Wall Street banks and hedge funds are closing in on a fix that they hope will clean up an $8 trillion portion of the derivatives market that’s gained a reputation for being one of the shadiest corners in finance.
At issue are a number of transactions in recent years in which powerful investment firms have been accused of earning big money from swaps trades by enticing companies to miss bond payments they could otherwise make. The practice has eroded market confidence, triggered legal fights and led to scrutiny from regulators.
The industry’s main trade group on Wednesday proposed re-defining “failure to pay” events that trigger payouts. The plan aims to ensure that such defaults are tied to legitimate financial stress, rather than traders’ derivatives bets. The changes, if completed, would be among the biggest to hit credit default derivatives in years and could help beat back a perception that the market has become a playground for creative traders and lawyers.
Specifically, International Swaps and Derivatives Association is proposing that failing to make a bond payment wouldn’t trigger a CDS payout if the reason for default wasn’t tied to some kind of financial stress. The plan earned initial backing from titans including Goldman Sachs Group Inc., JPMorgan Chase & Co., Apollo Global Management and Ares Management Corp.
“There must be a causal link between the non-payment and the deterioration in the creditworthiness or financial condition of the reference entity,” ISDA said in its document.

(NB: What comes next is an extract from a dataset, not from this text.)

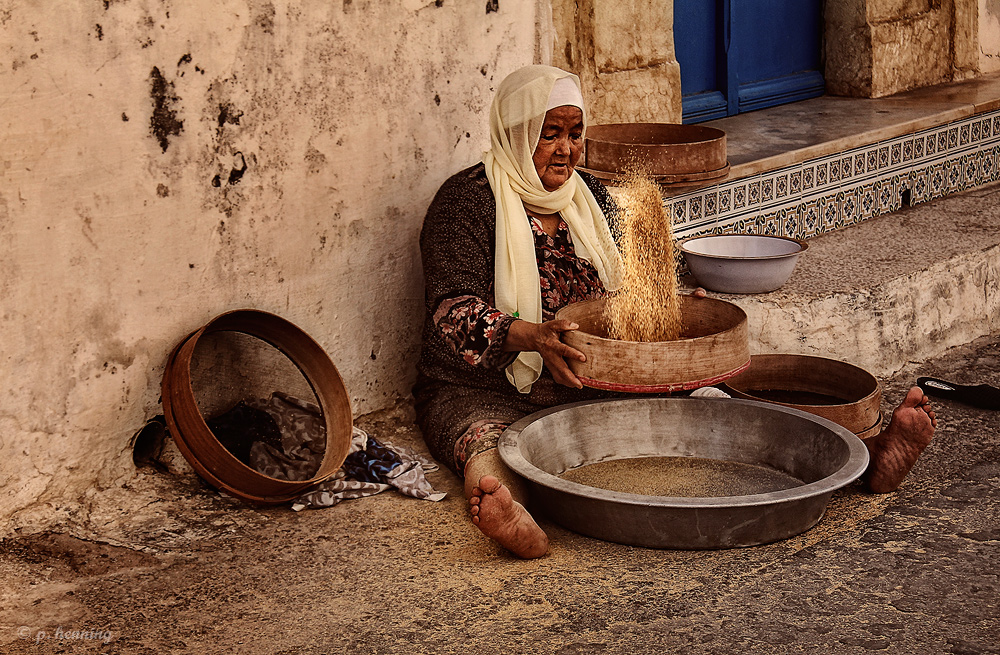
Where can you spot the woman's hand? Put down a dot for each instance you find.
(543, 338)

The revamp would affect credit-default swaps, instruments that contributed to the 2008 financial crisis that insure against a bond issuer’s bankruptcy or failure to pay. But the fix is limited to one type of deal, so-called manufactured defaults.

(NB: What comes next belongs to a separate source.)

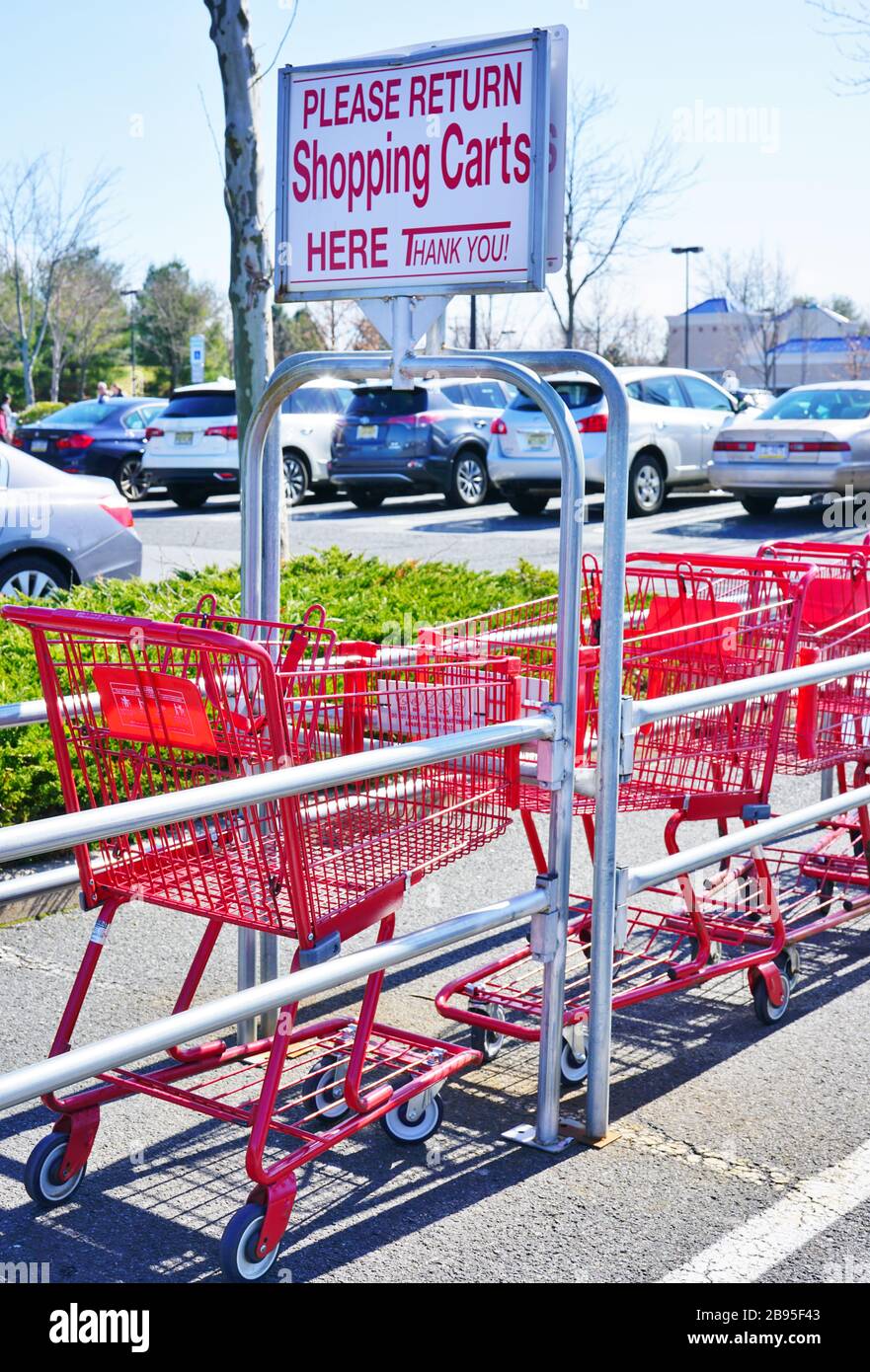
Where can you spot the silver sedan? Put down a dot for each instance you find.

A trade that was widely seen as a tipping point occurred last year when Blackstone Group LP’s GSO Capital Partners encouraged homebuilder Hovnanian Enterprises Inc. to skip an interest payment in return for a sweetheart loan. Firms that were at risk of losing money protested because they had sold CDS insuring against a missed payment. One hedge fund, Solus Alternative Asset Management, even sued GSO, which ultimately agreed to unwind its trade.
“People had become gun-shy about using the CDS product to invest in and manage credit risk,” said John Williams, a law partner at Milbank who represents buyside firms active in the CDS market including Apollo and Ares. “This is a very serious effort to make the rules fair.”
In the wake of the Hovnanian controversy, Bennett Goodman, one of the founders of GSO, said that Blackstone would back revamping the standards that govern CDS trades. Blackstone wasn’t formally part of the group that reached the preliminary agreement, according to a person familiar with the matter, but there is no indication it will oppose the plan.
Representatives for Blackstone, JPMorgan, Goldman Sachs, Apollo and Ares didn’t respond to requests for comment on the proposal.